Being a newly transplanted American, I was about to suggested he might need more bran in his diet. But, in what was possibly my first step to becoming Canadian, I actually tried to understand where he was coming from and stifled my natural, sarcastic self. I failed, but I tried. And really, what's more Canadian than trying?

Finally, I told him if he was really worried, I'd just get on ahead of him. His expression said that was a totally inappropriate compromise and I'd obviously failed to understand what he was trying to tell me. I got on the bus ahead of him, anyway.

One of the best things about living in Whistler is I don't often queue up for the bus. I live in Rainbow and for the most part, it's faster for me to walk home from the village — in ski boots — than it is to take the bus. And I have a car. Which means I don't have to queue for the bus but frequently have to wait in a line if I try to travel south of the village.

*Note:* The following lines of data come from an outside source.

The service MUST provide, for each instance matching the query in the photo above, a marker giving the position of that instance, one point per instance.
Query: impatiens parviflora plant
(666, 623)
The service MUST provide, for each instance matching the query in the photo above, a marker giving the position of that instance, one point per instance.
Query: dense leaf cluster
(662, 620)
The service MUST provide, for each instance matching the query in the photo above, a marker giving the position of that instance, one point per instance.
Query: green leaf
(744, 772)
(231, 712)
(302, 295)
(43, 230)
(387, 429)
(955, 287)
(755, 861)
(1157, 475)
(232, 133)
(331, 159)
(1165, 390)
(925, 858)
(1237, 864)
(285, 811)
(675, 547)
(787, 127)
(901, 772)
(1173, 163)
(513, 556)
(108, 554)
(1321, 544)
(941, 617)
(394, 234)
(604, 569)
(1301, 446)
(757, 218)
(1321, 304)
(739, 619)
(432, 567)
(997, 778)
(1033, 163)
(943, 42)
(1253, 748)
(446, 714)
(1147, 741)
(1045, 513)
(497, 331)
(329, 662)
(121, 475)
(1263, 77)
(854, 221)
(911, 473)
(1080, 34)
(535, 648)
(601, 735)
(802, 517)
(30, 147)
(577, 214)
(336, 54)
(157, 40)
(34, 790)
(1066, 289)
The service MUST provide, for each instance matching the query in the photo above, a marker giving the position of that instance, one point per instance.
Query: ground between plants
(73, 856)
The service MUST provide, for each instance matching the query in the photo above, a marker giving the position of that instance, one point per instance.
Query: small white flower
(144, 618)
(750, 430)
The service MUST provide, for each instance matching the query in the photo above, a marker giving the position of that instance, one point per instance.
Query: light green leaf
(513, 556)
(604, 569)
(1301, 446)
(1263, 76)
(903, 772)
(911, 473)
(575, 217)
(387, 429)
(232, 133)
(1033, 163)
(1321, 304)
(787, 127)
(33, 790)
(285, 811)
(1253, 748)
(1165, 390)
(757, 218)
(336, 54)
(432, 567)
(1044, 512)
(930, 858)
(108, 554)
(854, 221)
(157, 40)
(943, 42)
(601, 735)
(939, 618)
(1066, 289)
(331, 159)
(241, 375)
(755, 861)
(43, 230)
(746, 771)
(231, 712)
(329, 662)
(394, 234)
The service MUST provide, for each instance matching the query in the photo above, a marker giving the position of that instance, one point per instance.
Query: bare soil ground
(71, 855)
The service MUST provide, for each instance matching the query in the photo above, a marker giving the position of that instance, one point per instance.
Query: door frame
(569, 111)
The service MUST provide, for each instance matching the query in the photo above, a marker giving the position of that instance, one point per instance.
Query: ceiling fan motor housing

If I could bring myself to make a New Year's resolution, and I had any influence over the issue, I'd resolve to try to find ways to alleviate some of that congestion. While gridlock is very Canadian, it's more often found in large urban areas, not cute resort municipalities, which are generally thought of as places people go to escape urban woes like gridlock. As difficult as it might be, I'd certainly engage the Ministry of Transportation and Infrastructure and other provincial ministries to accomplish this. And I'd be looking more broadly at options other than suggesting to worker bees they drive less and queue up for the bus more.

But then, after all these years I'm still learning this Canadian thing.